Watanabe Chiho, Wachi Toru, Kamada Shoko, Kawano Susumu, Taguchi Shin
Department of Clinical Pharmacy, Japanese Red Cross Society Akita Hospital, Akita, JPN.
Pharmacy, Pharma Mirai Co. Ltd. Co-creation Future Citizen Pharmacy, Niigata, JPN.
Cureus. 2025 Aug 3;17(8):e89301. doi: 10.7759/cureus.89301. eCollection 2025 Aug.

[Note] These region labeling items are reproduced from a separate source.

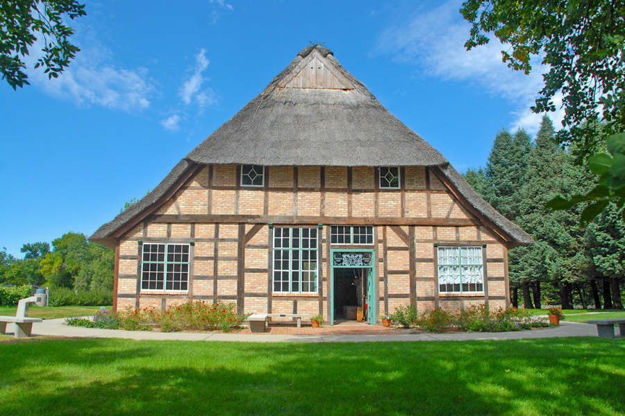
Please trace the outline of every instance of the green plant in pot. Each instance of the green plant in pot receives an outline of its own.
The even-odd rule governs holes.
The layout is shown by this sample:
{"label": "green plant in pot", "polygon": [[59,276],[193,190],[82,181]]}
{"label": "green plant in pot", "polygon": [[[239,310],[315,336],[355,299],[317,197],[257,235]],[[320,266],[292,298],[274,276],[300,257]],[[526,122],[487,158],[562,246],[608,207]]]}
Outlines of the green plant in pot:
{"label": "green plant in pot", "polygon": [[310,322],[312,322],[313,328],[318,328],[324,323],[324,315],[319,314],[312,316],[310,317]]}
{"label": "green plant in pot", "polygon": [[560,325],[560,321],[565,320],[565,315],[562,313],[562,309],[556,306],[549,308],[549,323],[553,324],[556,327]]}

This study aimed to measure the concentrations of amiodarone (AM) and its active metabolite, mono--desethylamiodarone (DEA), in the breast milk of postpartum Japanese women treated with AM for ventricular tachycardia associated with peripartum cardiomyopathy and to conduct a follow-up study on the long-term growth and development of infants after resumption of breastfeeding. The patient was a 28-year-old Japanese woman with no underlying diseases who developed ventricular tachycardia and peripartum cardiomyopathy after giving birth. She was administered AM for three days via a combination of oral and intravenous administration. Breastfeeding began 35 days after the end of AM. Breast milk was collected 14 and 39 days after the end of AM, and its concentration in breast milk was measured using high-performance liquid chromatography. Furthermore, the growth and developmental test results of the twins were tracked for three years. Fourteen days after the end of AM administration, the AM concentration in breast milk was 111 ng/mL and the DEA concentration was 143 ng/mL. After 39 days, the AM concentration in breast milk was 11.8 ng/mL, and the DEA concentration in breast milk was 36.6 ng/mL. Studies have reported that pregnant women receiving AM are at risk of causing infant hypothyroidism and developmental delays due to the drug's high iodine content. Given the potential risks of invasive procedures and low milk intake, thyroid function testing was not conducted in the infant. Both twins were noted to be obese but had no clinical complications, and developmental evaluations showed no deficits. It was believed that resuming breastfeeding at that time was appropriate. Considering the risks associated with hypothyroidism, it is necessary to carefully determine the timing of breastfeeding initiation based on factors such as the mother's AM dosage, maternal blood concentration, and the infant's breast milk intake. However, it is considered acceptable for breastfeeding women who have received oral or intravenous AM for several days postpartum to breastfeed their infants.
本研究旨在测量产后接受胺碘酮(AM)治疗围产期心肌病相关室性心动过速的日本女性母乳中胺碘酮(AM)及其活性代谢物单去乙基胺碘酮(DEA)的浓度,并对恢复母乳喂养后婴儿的长期生长发育进行随访研究。患者为一名28岁无基础疾病的日本女性,产后出现室性心动过速和围产期心肌病。她通过口服和静脉联合给药方式接受了三天的胺碘酮治疗。胺碘酮治疗结束35天后开始母乳喂养。在胺碘酮治疗结束后14天和39天收集母乳,采用高效液相色谱法测定母乳中其浓度。此外,对这对双胞胎的生长发育测试结果进行了三年的跟踪。胺碘酮给药结束14天后,母乳中胺碘酮浓度为111 ng/mL,单去乙基胺碘酮浓度为143 ng/mL。39天后,母乳中胺碘酮浓度为11.8 ng/mL,母乳中单去乙基胺碘酮浓度为36.6 ng/mL。有研究报道,接受胺碘酮治疗的孕妇因药物碘含量高,有导致婴儿甲状腺功能减退和发育迟缓的风险。鉴于侵入性检查的潜在风险和低奶量摄入,未对婴儿进行甲状腺功能检测。注意到这对双胞胎均肥胖,但无临床并发症,发育评估无缺陷。当时认为恢复母乳喂养是合适的。考虑到与甲状腺功能减退相关的风险,有必要根据母亲的胺碘酮剂量、母体血药浓度和婴儿的母乳摄入量等因素仔细确定开始母乳喂养的时间。然而,产后接受口服或静脉胺碘酮治疗数天的母乳喂养女性对其婴儿进行母乳喂养被认为是可以接受的。